Les trois vaisseaux français, attirés par cette proie facile, font alors demi tour pour se rapprocher du Venerable. Seuls les Caesar et Spencer faisant face, Saumarez donna ordre au capitaine du Venerable d'incendier son navire s'il venait à être en danger d'être pris. Mais la défection des espagnols et l'arrivée de l'Audacious modifièrent la donne et les français reprirent la direction de Cadix, mettant un terme à toute l'affaire vers 8h30.

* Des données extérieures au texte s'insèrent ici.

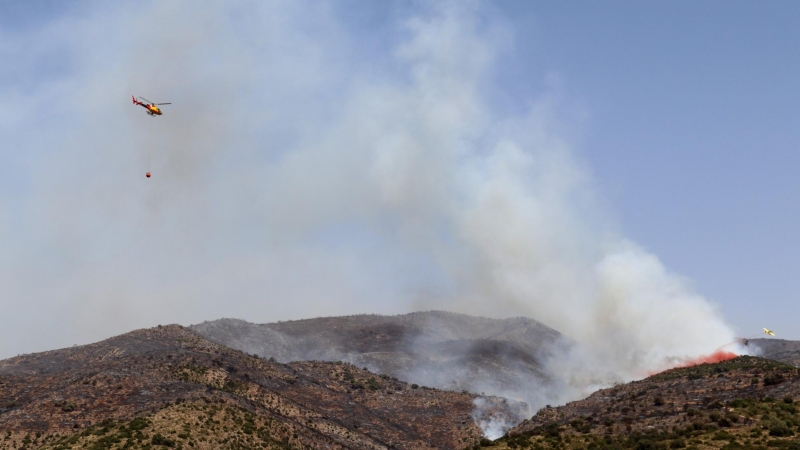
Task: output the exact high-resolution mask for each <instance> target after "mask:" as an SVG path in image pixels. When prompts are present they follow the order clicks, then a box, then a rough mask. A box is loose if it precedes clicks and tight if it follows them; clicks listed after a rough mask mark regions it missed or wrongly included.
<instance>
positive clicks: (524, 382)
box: [190, 311, 568, 398]
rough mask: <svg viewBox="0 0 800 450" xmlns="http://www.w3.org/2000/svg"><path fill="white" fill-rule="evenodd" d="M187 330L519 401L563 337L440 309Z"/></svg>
mask: <svg viewBox="0 0 800 450" xmlns="http://www.w3.org/2000/svg"><path fill="white" fill-rule="evenodd" d="M190 329H191V330H192V331H194V332H196V333H198V334H199V335H201V336H203V337H206V338H207V339H209V340H211V341H214V342H218V343H221V344H224V345H226V346H229V347H232V348H237V349H240V350H242V351H245V352H247V353H256V354H259V355H261V356H263V357H267V358H269V357H274V358H276V359H277V360H278V361H283V362H288V361H296V360H312V359H313V360H325V361H348V362H351V363H353V364H356V365H358V366H359V367H368V368H370V369H371V370H373V371H377V372H381V373H387V374H390V375H392V376H395V377H398V378H400V379H404V380H407V381H409V382H415V383H419V384H425V385H428V386H434V387H438V388H442V389H454V390H462V389H465V390H469V391H472V392H486V393H491V394H494V395H504V396H508V397H511V398H523V394H522V393H524V392H525V391H526V390H529V389H530V386H531V384H532V383H539V384H547V383H549V382H550V381H551V380H550V377H549V375H548V374H547V373H545V371H544V370H543V366H542V360H543V358H545V357H547V355H548V354H549V353H550V352H553V351H556V349H558V348H560V347H559V346H560V345H564V344H565V341H566V339H565V338H563V337H562V336H561V335H560V334H559V333H558V332H557V331H555V330H553V329H552V328H549V327H547V326H545V325H543V324H541V323H539V322H537V321H535V320H533V319H528V318H522V317H518V318H512V319H488V318H484V317H473V316H469V315H465V314H455V313H449V312H443V311H428V312H417V313H411V314H405V315H399V316H379V315H358V316H346V317H325V318H317V319H307V320H294V321H288V322H279V323H268V324H252V323H248V322H245V321H242V320H235V319H222V320H217V321H213V322H206V323H202V324H198V325H193V326H191V327H190ZM567 345H568V344H567Z"/></svg>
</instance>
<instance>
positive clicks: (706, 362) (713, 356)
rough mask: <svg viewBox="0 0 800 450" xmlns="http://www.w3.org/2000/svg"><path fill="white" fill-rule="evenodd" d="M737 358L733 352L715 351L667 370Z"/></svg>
mask: <svg viewBox="0 0 800 450" xmlns="http://www.w3.org/2000/svg"><path fill="white" fill-rule="evenodd" d="M737 356H739V355H737V354H736V353H733V352H729V351H727V350H717V351H715V352H714V353H712V354H710V355H702V356H698V357H697V358H695V359H690V360H689V361H685V362H682V363H679V364H676V365H675V366H672V367H670V368H669V369H680V368H683V367H692V366H698V365H700V364H713V363H718V362H722V361H727V360H729V359H733V358H736V357H737ZM669 369H665V370H669ZM660 372H661V371H659V372H652V373H648V374H647V375H648V376H650V375H655V374H657V373H660Z"/></svg>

Si le résultat global de la campagne est en faveur des anglais, avec un seul vaisseau perdu contre trois pour les franco-espagnols, il n'en demeure pas moins que le comportement des français dans cette campagne est à l'opposé de toutes les croyances largement répandues sur leurs présumées incompétences ! Dans la première phase, des vaisseaux français, inférieurs en nombre et en canons repoussent avec brio une escadre anglaise deux fois plus nombreuse, mais qui attaque de façon précipitée. Saumarez, en digne émule de Nelson, et suivant l'exemple qu'il a reçut à Aboukir ou il avait joué un rôle majeur, a , à cette occasion, commit de nombreuses bévues : il ne semble connaître qu'une seule tactique : la chasse générale, consistant pour chaque vaisseau à attaquer l'ennemi le plus proche, sans s'inquiéter du reste de la bataille. Les batteries côtières ont jouée un rôle important et l'utilisation de troupes d'infanterie basées à Gibraltar les aurait certainement réduites au silence. De même, des pilotes disponibles à Gibraltar auraient conduits les anglais au milieu des périls de la baie. Lever le blocus de Cadix est un choix discutable, mais en faisant ce choix, il eut fallu attendre que toute l'escadre soit rassemblée avant d'attaquer, mais certaines formes de jalousie envers Keats du Superb, réputé pour être le second meilleur marin anglais (après Pellew) semblent avoir prévalu. La performance de Keats, qui gagne la seconde phase de la campagne a lui tout seul, permet d'imaginer ce qu'aurait pu être la première phase avec la présence du Superb.
Il n'en demeure pas moins que le comportement des vaisseaux français, et tout particulièrement du Formidable, commandé par le capitaine Troude, est remarquable. Bonaparte ne s'y trompera pas et appellera Troude le "Horace français". Un 74, lancé en 1804, commémorera cet engagement en portant le nom d'Algésiras. Le Saint Antoine, vieux vaisseau usé, ne sera pas incorporé dans la marine anglaise, contrairement à l'Hannibal qui passera toutes les guerres napoléoniennes sous pavillon français, finalement désarmé en 1823.